Isa Abdulmumin, the Director of Corporate Communications at the CBN, assured the public that there was an adequate stock of currency notes to support economic activities in the country. CBN branches across the nation were actively working to ensure the seamless circulation of cash.
The CBN had previously announced that in compliance with a Supreme Court order, old banknotes would remain legal tender alongside the redesigned notes until December 31. Last week, the apex bank reiterated that both old and new notes retained their legal tender status, urging Nigerians to continue using them for transactions.

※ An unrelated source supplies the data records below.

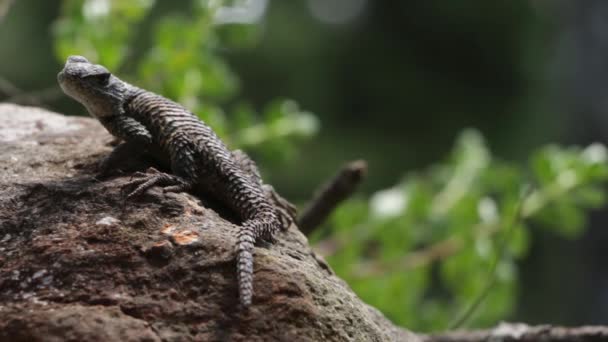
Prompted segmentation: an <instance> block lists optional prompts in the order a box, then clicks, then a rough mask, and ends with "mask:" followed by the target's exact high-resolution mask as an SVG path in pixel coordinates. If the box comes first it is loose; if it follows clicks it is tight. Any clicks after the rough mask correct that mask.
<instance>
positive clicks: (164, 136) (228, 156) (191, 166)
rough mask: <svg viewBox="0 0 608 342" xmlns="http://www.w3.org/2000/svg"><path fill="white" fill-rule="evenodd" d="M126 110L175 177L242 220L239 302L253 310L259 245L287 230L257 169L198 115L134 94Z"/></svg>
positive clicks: (179, 105) (239, 272) (238, 279)
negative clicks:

Abdulmumin emphasized that every banknote issued by the CBN remained legal tender, as stipulated in Section 20(5) of the CBN Act, 2007. CBN branches were instructed to continue issuing various denominations of old and redesigned banknotes in sufficient quantities to deposit money banks for onward circulation to customers.
Northerner traders experience cash shortages
However, despite these assurances, a scarcity of naira persists in various parts of the country. Traders, farmers, and other individuals are reluctant to release their goods, even when potential buyers are willing to make bank transfers.
Prominent village markets in states like Kano, Katsina, Jigawa, Adamawa, Kaduna, and Taraba are experiencing cash shortages, impacting business activities. Farmers who have brought their produce to these markets are finding it difficult to sell, as middlemen scramble to secure cash for transactions. Point of Sale (POS) operators in these markets have also confirmed a shortage of cash.
In the town of Mai’adua in Katsina State, traders faced challenges completing transactions due to the unavailability of cash. Some individuals even resorted to sending cash from other locations to facilitate purchases. This cash scarcity is causing disruptions in the agricultural sector just as farmers are looking to sell their produce.
In the border town of Kongolam, which neighbors Niger Republic, a POS operator mentioned running out of cash despite having customers waiting to withdraw. Some customers, credited with substantial sums, have had to receive their funds in small installments.
Reports from Yobe State’s Nguru indicate that grain merchants are willing to offer rewards of up to N50,000 to anyone who can bring them N1,000,000 in cash. This additional incentive is on top of the charges they typically pay, highlighting the severity of the naira scarcity issue.